The DPIIT has also called into question the outright banning of flash sales. While the department has said that concepts such as cross-selling, mis-selling and flash sales “are addressed under the ethical and responsible e-commerce”, a Gurugram-based retail sector analyst has said that a blanket ban on flash sales appears to “blatantly limit consumer choices”.
In addition, the DPIIT has called for start-ups and MSMEs to be exempted from compliance of the new e-commerce rules.
Last month, The Indian Express had reported that the Department of Consumer Affairs is revisiting some of the provisions proposed in its draft e-commerce rules following a pushback from the industry and sections of the Government.
The Ministry of Corporate Affairs, in an office memorandum dated July 22, pointed out the overlap between some of the proposed provisions and the Competition Act. It has said that as a result of these provisions “consumers may be prompted… to bring cases of abusive conduct against dominant enterprises before consumer fora…”.
“This will create a fertile ground for forum shopping besides regulatory overlaps, thereby resulting into a potential scenario of divergent rulings,” it added.
Centre’s think-tank Niti Aayog has also echoed concerns of overlap with existing laws and regulations. In a July 14 memo, Niti Aayog said: “The proposal restricting the listing of related parties on e-commerce platforms appears to be a case of overreach.”
Separately, Niti Aayog Vice Chairman Rajiv Kumar wrote in his letter to Goyal: “In the post pandemic recovery period, it is necessary to give a major impetus to MSMEs, small businesses through e-commerce utilising the strength of digital India. The draft Rules would adversely impact the recovery rate”.
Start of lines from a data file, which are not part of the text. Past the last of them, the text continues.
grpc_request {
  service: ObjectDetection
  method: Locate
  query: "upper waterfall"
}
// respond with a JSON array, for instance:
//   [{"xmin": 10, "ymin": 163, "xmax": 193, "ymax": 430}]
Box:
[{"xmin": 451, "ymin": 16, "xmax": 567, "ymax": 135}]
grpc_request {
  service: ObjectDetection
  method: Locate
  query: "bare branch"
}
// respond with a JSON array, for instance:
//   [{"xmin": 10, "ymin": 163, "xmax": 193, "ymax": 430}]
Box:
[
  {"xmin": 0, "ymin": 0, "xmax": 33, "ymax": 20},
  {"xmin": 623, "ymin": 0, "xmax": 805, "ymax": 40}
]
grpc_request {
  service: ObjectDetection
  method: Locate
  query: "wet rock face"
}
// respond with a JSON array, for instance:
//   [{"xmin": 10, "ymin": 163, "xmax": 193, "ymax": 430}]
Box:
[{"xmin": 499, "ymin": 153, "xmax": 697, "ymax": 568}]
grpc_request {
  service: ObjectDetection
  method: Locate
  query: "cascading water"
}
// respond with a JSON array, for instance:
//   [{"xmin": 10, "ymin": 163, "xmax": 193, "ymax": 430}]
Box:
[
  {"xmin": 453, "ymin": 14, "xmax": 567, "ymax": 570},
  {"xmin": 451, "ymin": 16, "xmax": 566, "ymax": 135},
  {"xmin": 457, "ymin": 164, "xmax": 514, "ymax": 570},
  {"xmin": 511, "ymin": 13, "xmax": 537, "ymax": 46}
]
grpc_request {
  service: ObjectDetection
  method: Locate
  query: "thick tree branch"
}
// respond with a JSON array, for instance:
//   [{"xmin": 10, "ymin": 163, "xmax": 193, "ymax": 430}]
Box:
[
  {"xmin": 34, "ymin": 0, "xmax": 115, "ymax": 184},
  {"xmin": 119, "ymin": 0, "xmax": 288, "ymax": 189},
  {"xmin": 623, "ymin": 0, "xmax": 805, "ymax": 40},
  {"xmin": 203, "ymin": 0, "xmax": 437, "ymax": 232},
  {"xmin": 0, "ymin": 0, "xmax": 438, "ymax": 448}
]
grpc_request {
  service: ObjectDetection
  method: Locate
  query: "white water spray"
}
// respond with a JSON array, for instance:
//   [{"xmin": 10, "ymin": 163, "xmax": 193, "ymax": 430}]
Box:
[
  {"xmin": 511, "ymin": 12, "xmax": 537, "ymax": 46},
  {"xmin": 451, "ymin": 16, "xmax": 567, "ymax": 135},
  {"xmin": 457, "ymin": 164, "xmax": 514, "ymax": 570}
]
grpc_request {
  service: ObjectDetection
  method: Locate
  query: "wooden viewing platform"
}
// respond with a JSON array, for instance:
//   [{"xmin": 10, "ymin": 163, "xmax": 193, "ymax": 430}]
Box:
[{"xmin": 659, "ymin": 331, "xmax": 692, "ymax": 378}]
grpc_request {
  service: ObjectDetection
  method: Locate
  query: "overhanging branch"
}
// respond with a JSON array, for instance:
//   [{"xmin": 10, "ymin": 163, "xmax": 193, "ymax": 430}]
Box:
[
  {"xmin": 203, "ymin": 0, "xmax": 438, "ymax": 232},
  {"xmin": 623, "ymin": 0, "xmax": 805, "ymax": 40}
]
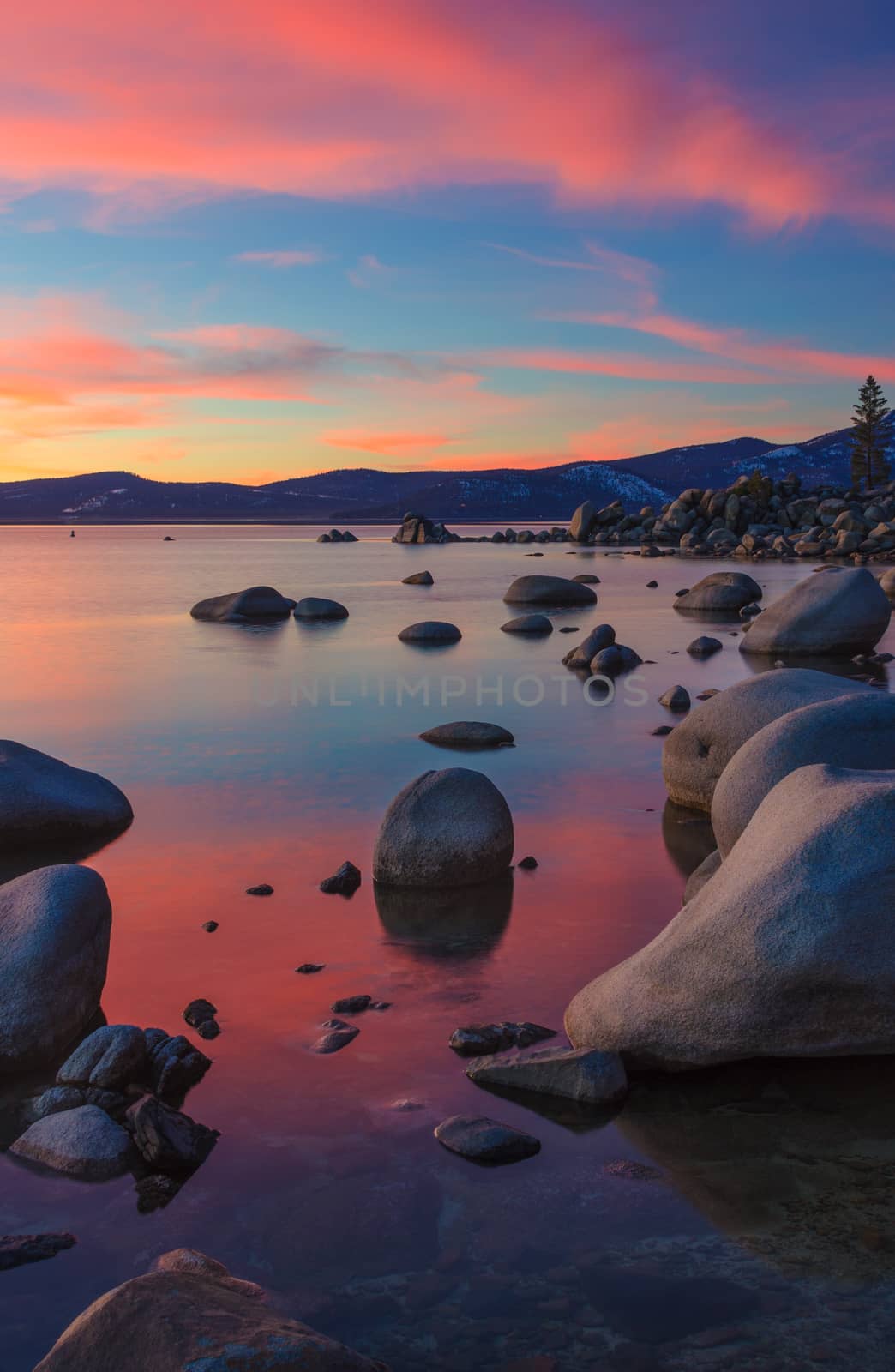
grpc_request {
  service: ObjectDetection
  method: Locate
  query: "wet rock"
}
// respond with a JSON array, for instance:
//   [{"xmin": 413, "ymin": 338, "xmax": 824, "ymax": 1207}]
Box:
[
  {"xmin": 374, "ymin": 767, "xmax": 514, "ymax": 887},
  {"xmin": 398, "ymin": 619, "xmax": 463, "ymax": 643},
  {"xmin": 0, "ymin": 738, "xmax": 133, "ymax": 851},
  {"xmin": 320, "ymin": 862, "xmax": 361, "ymax": 896},
  {"xmin": 448, "ymin": 1020, "xmax": 556, "ymax": 1058},
  {"xmin": 189, "ymin": 586, "xmax": 295, "ymax": 624},
  {"xmin": 0, "ymin": 1233, "xmax": 78, "ymax": 1272},
  {"xmin": 9, "ymin": 1106, "xmax": 132, "ymax": 1182},
  {"xmin": 0, "ymin": 866, "xmax": 111, "ymax": 1074},
  {"xmin": 466, "ymin": 1047, "xmax": 628, "ymax": 1104},
  {"xmin": 34, "ymin": 1254, "xmax": 387, "ymax": 1372},
  {"xmin": 294, "ymin": 595, "xmax": 349, "ymax": 619},
  {"xmin": 435, "ymin": 1116, "xmax": 541, "ymax": 1164},
  {"xmin": 420, "ymin": 719, "xmax": 514, "ymax": 748},
  {"xmin": 125, "ymin": 1095, "xmax": 219, "ymax": 1176},
  {"xmin": 504, "ymin": 576, "xmax": 598, "ymax": 605}
]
However, in its letter, the Ministry of Micro, Small and Medium Enterprises said it “supports the proposal contained in the proposed amendments to the Consumer Protection (E-commerce) Rules, 2020”.
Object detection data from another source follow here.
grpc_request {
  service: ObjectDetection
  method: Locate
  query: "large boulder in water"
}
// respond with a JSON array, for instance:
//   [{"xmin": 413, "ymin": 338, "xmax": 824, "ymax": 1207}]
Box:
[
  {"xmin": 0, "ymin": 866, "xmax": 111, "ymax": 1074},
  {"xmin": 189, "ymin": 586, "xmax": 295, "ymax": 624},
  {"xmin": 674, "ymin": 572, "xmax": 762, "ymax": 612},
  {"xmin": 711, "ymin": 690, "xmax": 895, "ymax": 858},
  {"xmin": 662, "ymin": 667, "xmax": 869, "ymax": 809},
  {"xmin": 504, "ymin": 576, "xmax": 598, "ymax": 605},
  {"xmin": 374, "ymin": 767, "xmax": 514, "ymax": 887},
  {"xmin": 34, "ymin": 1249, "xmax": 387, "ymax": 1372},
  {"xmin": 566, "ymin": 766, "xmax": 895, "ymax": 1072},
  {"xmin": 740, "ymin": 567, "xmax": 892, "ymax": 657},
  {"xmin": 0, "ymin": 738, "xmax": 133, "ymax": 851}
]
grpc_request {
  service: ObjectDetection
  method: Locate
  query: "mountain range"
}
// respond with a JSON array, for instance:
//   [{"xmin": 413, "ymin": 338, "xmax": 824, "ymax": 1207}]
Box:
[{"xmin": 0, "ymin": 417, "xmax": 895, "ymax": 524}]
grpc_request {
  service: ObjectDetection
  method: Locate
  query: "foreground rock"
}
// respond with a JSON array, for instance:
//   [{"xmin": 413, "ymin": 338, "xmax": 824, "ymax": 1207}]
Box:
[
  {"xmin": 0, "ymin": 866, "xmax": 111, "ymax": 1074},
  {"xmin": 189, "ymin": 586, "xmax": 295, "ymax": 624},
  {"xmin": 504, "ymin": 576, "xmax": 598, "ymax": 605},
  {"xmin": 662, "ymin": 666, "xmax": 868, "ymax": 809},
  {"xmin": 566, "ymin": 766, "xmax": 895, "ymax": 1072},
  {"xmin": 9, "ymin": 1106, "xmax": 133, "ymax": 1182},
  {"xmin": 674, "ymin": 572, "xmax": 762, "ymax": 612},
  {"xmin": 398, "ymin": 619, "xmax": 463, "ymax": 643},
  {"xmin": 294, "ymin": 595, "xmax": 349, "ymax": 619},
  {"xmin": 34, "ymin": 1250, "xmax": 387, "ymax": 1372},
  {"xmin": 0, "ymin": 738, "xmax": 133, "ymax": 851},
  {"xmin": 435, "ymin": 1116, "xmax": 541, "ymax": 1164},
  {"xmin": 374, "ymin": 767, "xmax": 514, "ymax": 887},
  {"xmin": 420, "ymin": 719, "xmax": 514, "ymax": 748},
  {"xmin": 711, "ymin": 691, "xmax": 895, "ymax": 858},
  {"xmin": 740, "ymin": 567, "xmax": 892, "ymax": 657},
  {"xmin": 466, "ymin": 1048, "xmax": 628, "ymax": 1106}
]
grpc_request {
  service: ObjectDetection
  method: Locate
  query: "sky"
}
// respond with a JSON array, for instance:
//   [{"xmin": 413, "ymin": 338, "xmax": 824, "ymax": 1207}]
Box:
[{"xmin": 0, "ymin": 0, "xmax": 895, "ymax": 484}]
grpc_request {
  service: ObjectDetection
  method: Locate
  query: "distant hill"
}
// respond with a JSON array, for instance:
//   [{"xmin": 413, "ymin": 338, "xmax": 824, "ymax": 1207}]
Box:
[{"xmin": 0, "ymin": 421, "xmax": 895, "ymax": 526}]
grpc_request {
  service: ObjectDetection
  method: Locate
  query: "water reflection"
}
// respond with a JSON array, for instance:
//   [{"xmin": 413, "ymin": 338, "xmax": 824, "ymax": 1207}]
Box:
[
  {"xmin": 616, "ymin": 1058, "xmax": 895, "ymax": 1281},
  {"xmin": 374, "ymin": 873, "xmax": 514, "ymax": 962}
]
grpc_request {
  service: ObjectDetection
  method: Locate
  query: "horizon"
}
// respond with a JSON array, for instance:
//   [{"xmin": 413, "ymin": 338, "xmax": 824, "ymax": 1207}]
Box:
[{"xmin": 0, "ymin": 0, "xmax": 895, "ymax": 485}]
The Ministry of Electronics and Information Technology (MEITY) called for alignment between the proposed e-commerce rules and the Information Technology (Intermediary Guidelines and Digital Media Ethics Code) Rules notified in February.
“The “e-commerce entity” being an intermediary in nature is expected to observe due diligences as prescribed in the said IT Rules, 2021. E-Commerce entities are intermediaries as defined in the IT Act and they are required to follow IT Rules, 2021. Thus a parity needs to be brought with IT Rules,” it wrote.